Source: Behind The Photo That Changed The Boston Marathon Forever”, David Davis, Deadspin (4/20/15)

TOB: A very good article on a story I had never heard about before.


The Closest Thing The NBA’s Got To The Godfather

Great stories are about perspective, which is yet another reason why you all should bookmark The Stacks series on Deadspin. They find the best sportswriting from throughout the years and post them (with author permission). What’s cool is the time between the original publication of the stories and the moment you’re reading them adds yet another layer of enjoyment and and intrigue. This edition sheds light on Pat Riley when he first went to Miami to coach. This is before he won with Shaq and Wade, before he courted Lebron, won 2 more championships, and the subsequent parting of ways. The dapper Riley’s upbringing will surprise you, and the 1995 cultural references will bring a smile. – PAL

Source: What Failure Did To Pat Riley”, Mark Kriegel, Esquire (12/1995); reposted by The Stacks (4/21/15)

TOB: Two passages I really enjoyed:

“I want to treat my players to the best. If I’m having a team party, I want white tablecloths, I want china, and I want silverware. I don’t want fuckin’ plastic plates. And I want a flower arrangement in the middle. And if the towels are hotel white, hey, put some color in there, I don’t give a shit. I want my team to fly first-class, to stay in first-class hotels. I’m gonna ask them to do a lot. So tell me, is that wrong, wanting them to have the best?”

And:

“And the clothes?…They’re really all Armani?”

“Yeah.”

“Why?”

He looks at me with disbelief, even irritation, squinting until the hint of a grin forms at the corners of his mouth. “’Cause it’s good shit, that’s why.”
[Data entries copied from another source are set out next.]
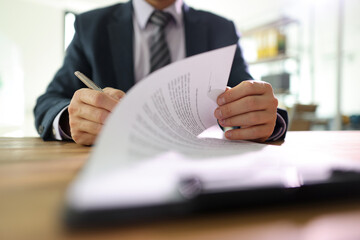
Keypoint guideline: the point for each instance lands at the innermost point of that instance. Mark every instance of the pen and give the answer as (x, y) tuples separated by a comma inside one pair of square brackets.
[(87, 81)]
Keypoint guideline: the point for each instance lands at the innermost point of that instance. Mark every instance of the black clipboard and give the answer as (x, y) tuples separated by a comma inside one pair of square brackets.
[(195, 199)]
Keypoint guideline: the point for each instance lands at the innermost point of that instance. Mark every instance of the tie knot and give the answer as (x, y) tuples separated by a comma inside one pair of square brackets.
[(160, 18)]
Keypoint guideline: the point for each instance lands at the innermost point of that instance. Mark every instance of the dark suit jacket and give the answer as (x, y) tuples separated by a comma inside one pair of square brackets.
[(102, 49)]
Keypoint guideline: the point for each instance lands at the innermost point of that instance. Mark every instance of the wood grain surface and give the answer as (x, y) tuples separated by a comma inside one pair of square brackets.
[(34, 176)]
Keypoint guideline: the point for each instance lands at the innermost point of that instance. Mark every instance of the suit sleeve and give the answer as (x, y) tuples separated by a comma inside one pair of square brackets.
[(61, 89), (239, 73)]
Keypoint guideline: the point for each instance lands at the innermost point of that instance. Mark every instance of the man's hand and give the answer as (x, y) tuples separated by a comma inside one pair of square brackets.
[(252, 106), (88, 111)]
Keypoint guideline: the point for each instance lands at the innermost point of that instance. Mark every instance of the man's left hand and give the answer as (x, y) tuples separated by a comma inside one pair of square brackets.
[(252, 106)]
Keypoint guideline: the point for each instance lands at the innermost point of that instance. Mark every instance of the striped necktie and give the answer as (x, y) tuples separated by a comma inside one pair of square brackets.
[(159, 50)]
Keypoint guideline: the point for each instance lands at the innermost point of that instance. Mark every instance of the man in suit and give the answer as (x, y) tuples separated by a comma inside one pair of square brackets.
[(112, 47)]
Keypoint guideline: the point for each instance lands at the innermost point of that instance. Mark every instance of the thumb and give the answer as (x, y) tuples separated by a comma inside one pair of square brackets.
[(114, 93)]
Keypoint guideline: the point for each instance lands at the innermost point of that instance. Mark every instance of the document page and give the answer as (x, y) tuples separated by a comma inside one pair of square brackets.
[(155, 138)]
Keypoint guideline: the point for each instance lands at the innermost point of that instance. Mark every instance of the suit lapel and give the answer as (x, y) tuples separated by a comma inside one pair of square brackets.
[(195, 32), (121, 42)]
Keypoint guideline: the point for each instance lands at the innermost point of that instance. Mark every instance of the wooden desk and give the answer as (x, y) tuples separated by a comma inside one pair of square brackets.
[(34, 176)]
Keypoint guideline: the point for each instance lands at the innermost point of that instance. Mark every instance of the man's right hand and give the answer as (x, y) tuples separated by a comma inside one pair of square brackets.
[(88, 111)]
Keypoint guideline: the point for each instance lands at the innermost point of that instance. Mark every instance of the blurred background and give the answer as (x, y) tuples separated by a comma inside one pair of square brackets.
[(308, 50)]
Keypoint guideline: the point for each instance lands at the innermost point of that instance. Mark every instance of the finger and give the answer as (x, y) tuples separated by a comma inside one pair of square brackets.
[(245, 88), (241, 106), (258, 133), (249, 119), (83, 138), (96, 98), (91, 113), (86, 126), (115, 93)]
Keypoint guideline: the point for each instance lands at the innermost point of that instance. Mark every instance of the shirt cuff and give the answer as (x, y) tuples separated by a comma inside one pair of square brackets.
[(280, 129), (58, 133)]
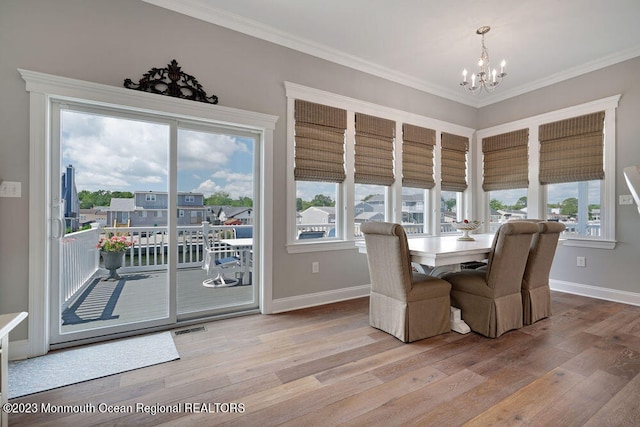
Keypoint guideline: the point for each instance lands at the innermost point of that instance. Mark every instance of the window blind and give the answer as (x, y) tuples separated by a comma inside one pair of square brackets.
[(572, 149), (417, 156), (454, 162), (506, 161), (319, 142), (374, 150)]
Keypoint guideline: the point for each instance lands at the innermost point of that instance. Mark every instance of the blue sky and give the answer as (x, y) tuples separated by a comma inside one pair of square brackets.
[(117, 154)]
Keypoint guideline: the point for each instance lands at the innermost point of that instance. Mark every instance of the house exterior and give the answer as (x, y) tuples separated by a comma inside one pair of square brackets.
[(217, 215), (97, 214), (318, 215)]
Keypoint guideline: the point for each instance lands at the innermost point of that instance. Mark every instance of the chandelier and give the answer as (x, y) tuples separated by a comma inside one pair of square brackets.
[(485, 78)]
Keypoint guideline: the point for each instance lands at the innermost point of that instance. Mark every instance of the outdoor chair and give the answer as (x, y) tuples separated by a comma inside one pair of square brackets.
[(490, 299), (243, 232), (217, 263), (406, 304)]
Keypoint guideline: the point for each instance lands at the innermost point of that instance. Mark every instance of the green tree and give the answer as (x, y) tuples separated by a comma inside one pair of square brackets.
[(450, 204), (90, 199), (569, 207), (322, 200), (521, 203)]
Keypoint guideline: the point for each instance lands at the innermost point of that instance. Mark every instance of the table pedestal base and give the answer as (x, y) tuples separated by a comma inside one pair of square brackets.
[(457, 324)]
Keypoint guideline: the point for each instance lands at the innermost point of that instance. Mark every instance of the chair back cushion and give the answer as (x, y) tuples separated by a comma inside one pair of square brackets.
[(508, 257), (388, 258), (541, 253)]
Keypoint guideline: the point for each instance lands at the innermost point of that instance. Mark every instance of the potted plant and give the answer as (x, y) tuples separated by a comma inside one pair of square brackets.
[(112, 248)]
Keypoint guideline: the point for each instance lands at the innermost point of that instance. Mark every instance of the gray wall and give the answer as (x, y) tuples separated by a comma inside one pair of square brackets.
[(108, 41), (614, 269)]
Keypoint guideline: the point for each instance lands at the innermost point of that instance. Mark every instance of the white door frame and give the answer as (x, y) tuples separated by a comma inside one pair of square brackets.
[(42, 89)]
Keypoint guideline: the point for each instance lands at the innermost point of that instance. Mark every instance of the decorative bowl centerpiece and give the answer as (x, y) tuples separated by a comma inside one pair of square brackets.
[(466, 227)]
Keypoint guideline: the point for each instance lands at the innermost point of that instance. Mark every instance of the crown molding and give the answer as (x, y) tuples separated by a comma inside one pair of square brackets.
[(204, 11)]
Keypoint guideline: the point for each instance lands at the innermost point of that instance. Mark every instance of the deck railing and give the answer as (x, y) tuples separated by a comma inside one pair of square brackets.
[(80, 258)]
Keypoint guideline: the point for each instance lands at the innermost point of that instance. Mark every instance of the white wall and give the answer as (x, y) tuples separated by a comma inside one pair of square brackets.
[(108, 41)]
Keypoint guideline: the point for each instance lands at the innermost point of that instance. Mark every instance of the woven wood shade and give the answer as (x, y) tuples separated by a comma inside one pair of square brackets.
[(454, 162), (319, 142), (506, 161), (417, 156), (374, 150), (572, 149)]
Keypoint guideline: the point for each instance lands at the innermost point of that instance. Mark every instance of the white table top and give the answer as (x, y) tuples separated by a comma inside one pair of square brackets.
[(446, 250), (238, 243)]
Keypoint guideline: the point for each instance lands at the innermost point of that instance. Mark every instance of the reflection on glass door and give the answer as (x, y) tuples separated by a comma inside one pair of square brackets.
[(215, 215), (110, 210)]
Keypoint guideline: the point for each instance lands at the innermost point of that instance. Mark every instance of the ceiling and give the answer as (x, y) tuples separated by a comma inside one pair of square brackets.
[(425, 44)]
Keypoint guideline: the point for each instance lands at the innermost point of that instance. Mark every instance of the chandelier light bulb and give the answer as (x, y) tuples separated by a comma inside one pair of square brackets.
[(488, 79)]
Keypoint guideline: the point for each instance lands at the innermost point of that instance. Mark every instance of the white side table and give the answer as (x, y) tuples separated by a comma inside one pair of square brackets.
[(7, 323)]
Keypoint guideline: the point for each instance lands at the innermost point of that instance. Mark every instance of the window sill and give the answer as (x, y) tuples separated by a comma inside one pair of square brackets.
[(588, 243), (339, 245)]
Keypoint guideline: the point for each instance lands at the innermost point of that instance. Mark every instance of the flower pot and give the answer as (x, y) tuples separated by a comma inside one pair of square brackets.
[(112, 262)]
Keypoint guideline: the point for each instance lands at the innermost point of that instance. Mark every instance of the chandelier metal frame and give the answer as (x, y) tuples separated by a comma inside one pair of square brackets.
[(485, 78)]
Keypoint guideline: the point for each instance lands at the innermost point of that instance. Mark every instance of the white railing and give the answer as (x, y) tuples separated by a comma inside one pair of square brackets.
[(79, 260)]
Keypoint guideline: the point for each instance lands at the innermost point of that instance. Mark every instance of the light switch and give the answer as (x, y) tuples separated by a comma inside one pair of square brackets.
[(625, 199), (10, 189)]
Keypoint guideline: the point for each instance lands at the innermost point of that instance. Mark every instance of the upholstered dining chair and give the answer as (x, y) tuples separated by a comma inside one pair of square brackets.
[(536, 295), (406, 304), (490, 299)]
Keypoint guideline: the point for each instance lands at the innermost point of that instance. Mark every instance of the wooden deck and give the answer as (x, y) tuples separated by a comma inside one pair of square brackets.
[(144, 296)]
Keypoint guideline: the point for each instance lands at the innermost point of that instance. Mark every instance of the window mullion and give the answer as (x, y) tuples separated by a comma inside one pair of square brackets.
[(348, 186)]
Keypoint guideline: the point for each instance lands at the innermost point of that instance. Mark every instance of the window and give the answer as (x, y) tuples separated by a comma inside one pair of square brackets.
[(571, 162), (371, 178), (319, 167), (506, 176), (417, 176)]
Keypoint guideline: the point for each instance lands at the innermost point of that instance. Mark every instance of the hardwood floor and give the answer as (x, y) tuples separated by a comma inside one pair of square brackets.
[(327, 366)]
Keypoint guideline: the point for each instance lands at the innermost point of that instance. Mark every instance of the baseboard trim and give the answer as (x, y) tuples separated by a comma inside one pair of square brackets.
[(607, 294), (282, 305)]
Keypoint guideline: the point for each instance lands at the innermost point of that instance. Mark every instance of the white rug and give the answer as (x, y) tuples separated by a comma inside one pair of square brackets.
[(64, 367)]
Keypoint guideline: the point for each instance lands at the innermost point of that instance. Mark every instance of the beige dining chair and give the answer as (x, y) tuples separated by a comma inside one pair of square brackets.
[(536, 294), (490, 299), (404, 303)]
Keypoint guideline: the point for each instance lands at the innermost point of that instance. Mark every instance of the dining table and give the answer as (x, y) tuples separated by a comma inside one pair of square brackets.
[(437, 255)]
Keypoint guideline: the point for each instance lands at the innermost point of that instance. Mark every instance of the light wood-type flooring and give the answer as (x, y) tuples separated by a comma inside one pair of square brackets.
[(326, 366)]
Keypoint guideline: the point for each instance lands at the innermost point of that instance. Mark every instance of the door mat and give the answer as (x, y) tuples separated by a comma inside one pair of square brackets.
[(71, 366)]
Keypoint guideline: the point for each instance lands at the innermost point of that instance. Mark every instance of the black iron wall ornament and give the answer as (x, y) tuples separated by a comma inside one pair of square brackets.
[(171, 81)]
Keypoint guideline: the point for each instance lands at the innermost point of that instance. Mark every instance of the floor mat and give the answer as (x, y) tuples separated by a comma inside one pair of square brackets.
[(71, 366)]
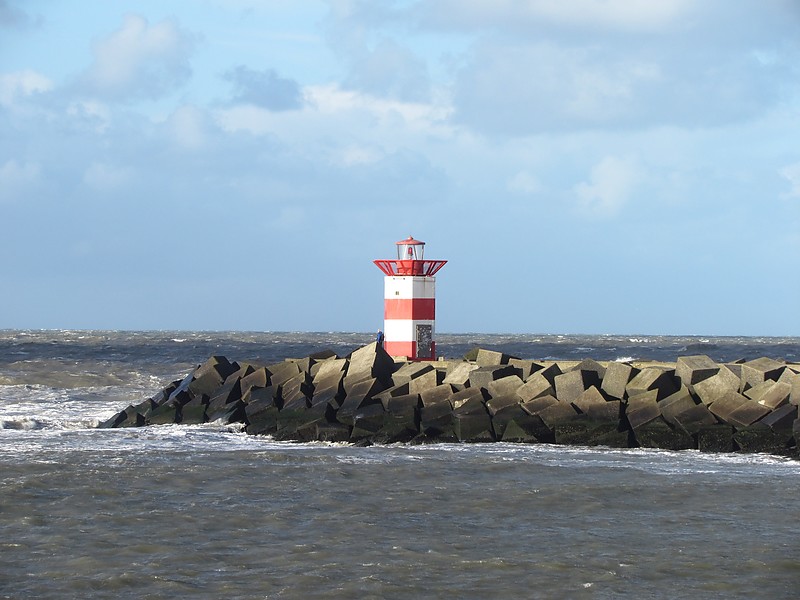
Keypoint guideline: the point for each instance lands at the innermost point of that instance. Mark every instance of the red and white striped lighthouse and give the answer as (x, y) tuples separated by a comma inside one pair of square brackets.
[(409, 309)]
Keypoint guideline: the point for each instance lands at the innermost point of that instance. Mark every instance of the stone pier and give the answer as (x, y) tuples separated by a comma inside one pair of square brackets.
[(368, 397)]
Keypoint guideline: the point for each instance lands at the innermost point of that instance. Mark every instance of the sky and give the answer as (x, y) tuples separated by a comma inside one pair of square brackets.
[(584, 166)]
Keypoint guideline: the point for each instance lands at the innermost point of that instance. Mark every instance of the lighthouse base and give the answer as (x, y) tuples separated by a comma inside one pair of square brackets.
[(411, 350)]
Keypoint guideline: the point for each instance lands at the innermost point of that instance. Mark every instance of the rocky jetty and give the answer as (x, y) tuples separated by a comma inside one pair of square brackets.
[(369, 397)]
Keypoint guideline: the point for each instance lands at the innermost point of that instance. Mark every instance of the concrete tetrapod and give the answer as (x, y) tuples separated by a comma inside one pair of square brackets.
[(369, 397)]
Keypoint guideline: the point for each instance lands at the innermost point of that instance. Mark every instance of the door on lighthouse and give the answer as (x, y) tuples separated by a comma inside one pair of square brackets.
[(424, 340)]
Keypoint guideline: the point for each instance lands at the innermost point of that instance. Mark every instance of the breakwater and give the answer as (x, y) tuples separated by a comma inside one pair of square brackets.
[(368, 397)]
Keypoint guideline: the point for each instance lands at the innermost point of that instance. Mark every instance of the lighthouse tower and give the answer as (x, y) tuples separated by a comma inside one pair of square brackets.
[(410, 301)]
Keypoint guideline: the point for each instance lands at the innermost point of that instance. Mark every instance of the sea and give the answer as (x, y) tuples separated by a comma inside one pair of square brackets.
[(207, 511)]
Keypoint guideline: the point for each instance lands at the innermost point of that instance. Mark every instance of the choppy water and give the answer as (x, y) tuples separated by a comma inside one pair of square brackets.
[(209, 512)]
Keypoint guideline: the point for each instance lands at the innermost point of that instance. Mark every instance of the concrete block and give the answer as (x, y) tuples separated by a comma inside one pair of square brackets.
[(397, 390), (694, 369), (616, 379), (550, 372), (535, 386), (359, 397), (328, 368), (458, 374), (771, 394), (261, 415), (328, 380), (208, 383), (514, 433), (533, 407), (570, 385), (529, 428), (367, 421), (193, 413), (229, 392), (607, 412), (694, 418), (497, 403), (644, 414), (283, 371), (760, 438), (725, 405), (483, 376), (637, 401), (219, 364), (746, 414), (473, 427), (165, 414), (409, 371), (467, 399), (355, 381), (781, 418), (297, 389), (525, 367), (402, 405), (759, 370), (658, 434), (588, 364), (715, 438), (436, 421), (653, 378), (441, 393), (328, 395), (585, 432), (505, 386), (557, 413), (242, 371), (712, 388), (232, 412), (429, 379), (258, 378), (397, 428), (373, 361), (589, 397), (331, 432), (794, 397), (675, 404), (263, 394), (488, 358)]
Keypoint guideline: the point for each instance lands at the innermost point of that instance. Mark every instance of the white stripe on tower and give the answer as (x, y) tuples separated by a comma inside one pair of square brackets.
[(408, 302)]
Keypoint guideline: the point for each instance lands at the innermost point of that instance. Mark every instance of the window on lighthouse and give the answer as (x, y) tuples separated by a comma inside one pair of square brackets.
[(410, 251)]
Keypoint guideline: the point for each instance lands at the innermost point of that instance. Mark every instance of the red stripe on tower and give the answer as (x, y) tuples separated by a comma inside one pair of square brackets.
[(412, 308), (410, 302)]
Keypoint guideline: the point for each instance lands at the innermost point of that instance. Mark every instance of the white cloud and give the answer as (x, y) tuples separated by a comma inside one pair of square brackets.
[(16, 178), (330, 112), (105, 178), (21, 84), (630, 15), (140, 60), (792, 174), (524, 183), (353, 155), (609, 187), (391, 70), (189, 127)]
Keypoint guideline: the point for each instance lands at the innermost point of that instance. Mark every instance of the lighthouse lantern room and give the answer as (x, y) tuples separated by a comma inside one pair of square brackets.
[(409, 311)]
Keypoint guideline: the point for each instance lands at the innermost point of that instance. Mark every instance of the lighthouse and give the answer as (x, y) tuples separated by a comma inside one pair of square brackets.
[(409, 306)]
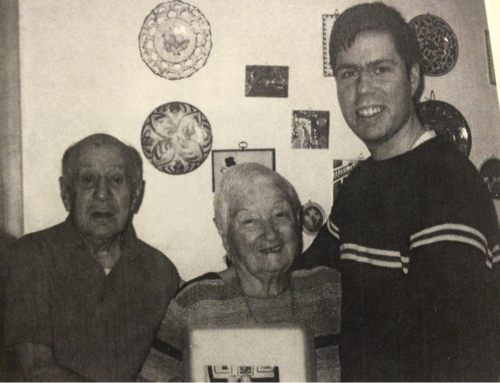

Stanozolol: The Old-School Steroid Worth The Risk

Until this season, it had been seven years since a MLB player tested positive for using Stanozolol (this is is what sprinter Ben Johnson tested positive for, and what Barry Bonds is accused of taking). This year, three pitchers were suspended 80 games for a positive test. It’s an old school anabolic steroid, and an easily detected one at that. However, during the past six season a whopping 125 minor league players have been busted using the steroid. What gives? Perhaps the risk (80 game suspension or roughly ½ a big league season) is worth the long-term rewards. Four-time olympian Francis Dodoo, who now serves on the World Anti-Doping Agency committee, might sum it up best: “You don’t just dope, get caught and return to where your body started.” I guess some guys just take a short-term risk, and if they get burned, then they still have a better shot at reaping the benefits down the line. – PAL

Source: Persistence of a Steroid Bedevils Baseball”, Juliet Macur, The New York Times (4/21/15)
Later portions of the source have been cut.